How a Small Snake Can Eat Meals Many Times Larger Than Its Head
The egg-eating African reptile uses its stretchy jaw skin to swallow huge prey, a feat that not even a python can match
A tiny egg-eating African snake may take the prize for swallowing the largest meals relative to its body size out of all snakes, outstripping even pythons—which are famous for gulping down massive alligators, cows, antelopes and even people whole.
“They probably would hold the Guinness world record,” biologist Bruce Jayne at the University of Cincinnati Jayne, says in a statement. “It’s spectacular but on a small scale…People focus on big snakes eating big things, but if you correct for their size, these little guys are pretty scary.”
In a new study published in the Journal of Zoology, Jayne used 3D-printed probes to test the gape—or jaw width—of two egg-eating snake species: Dasypeltis gansi, or the Gans' egg-eater, and the North American species Pantherophis obsoletus. The three-foot-long D. gansi rely solely on bird eggs for their sustenance, while P. obsoletus, also called black rat snakes, are generalist eaters that consume mostly rodents, but also gulp down eggs, frogs, lizards and birds.
Jayne found that D. gansi “has spectacularly stretchy skin” between its left and right lower jawbones, allowing it to “add more than 50 percent of that gape area,” Jayne tells the New York Times’ Kate Golembiewski. Black rat snakes, on the other hand, could only expand their gape by about 19 percent. Jayne’s previous research has found that Burmese pythons can expand their mouths by 43 percent, allowing them to consume bigger animals like deer or alligators.
Jayne says in the statement that the Gans’ egg-eaters’ larger gape may serve an important evolutionary purpose. Other rodent-eating species don’t need to open their mouths quite so far to consume the calories they need, because their prey is more elongated. But bird eggs are almost entirely spherical, so bigger mouths are more advantageous for swallowing more mass.
Other parts of the Gans’ egg-eaters' little bodies are also tailored to their specialized diet. Their spine can contort in a way that allows them to crack open eggs after swallowing them, which releases the slimy innards before they spit up the shells. The snakes are also almost entirely toothless with a soft mouth that helps them grip smooth, round eggs, per the statement.

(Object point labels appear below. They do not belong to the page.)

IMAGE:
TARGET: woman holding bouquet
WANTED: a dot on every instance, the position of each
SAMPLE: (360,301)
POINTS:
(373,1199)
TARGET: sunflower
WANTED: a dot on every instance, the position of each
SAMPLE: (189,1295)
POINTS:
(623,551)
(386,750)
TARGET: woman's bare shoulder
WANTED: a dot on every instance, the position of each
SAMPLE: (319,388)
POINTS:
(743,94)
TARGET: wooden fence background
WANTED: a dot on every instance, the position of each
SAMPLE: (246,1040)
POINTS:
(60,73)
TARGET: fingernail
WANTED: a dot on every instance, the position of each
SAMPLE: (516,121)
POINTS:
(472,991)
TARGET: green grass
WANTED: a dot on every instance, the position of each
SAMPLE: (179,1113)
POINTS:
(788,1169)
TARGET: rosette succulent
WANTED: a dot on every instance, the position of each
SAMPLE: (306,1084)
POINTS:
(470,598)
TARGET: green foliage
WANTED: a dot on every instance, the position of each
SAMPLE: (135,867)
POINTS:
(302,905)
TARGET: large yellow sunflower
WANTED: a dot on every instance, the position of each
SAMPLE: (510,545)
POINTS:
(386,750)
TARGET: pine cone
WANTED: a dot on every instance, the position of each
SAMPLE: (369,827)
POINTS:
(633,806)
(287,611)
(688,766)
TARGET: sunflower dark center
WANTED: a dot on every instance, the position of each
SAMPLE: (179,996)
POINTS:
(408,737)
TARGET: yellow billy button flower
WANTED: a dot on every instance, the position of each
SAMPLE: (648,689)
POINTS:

Bryan Maritz, a biologist at the University of the Western Cape in South Africa, who was not involved with the study, tells the Times that the new research upends the way scientists have traditionally thought about snake mouths.
“We’ve always just relied on proxies for snake gape,” Bryan Maritz, a biologist at the University of the Western Cape in South Africa, who was not involved with the study, tells the Times. “We’ve said, ‘Well, gape is correlated broadly with head length, and so you can measure a snake’s head length and you can estimate its gape.’ And this study really shows that that’s not the case.”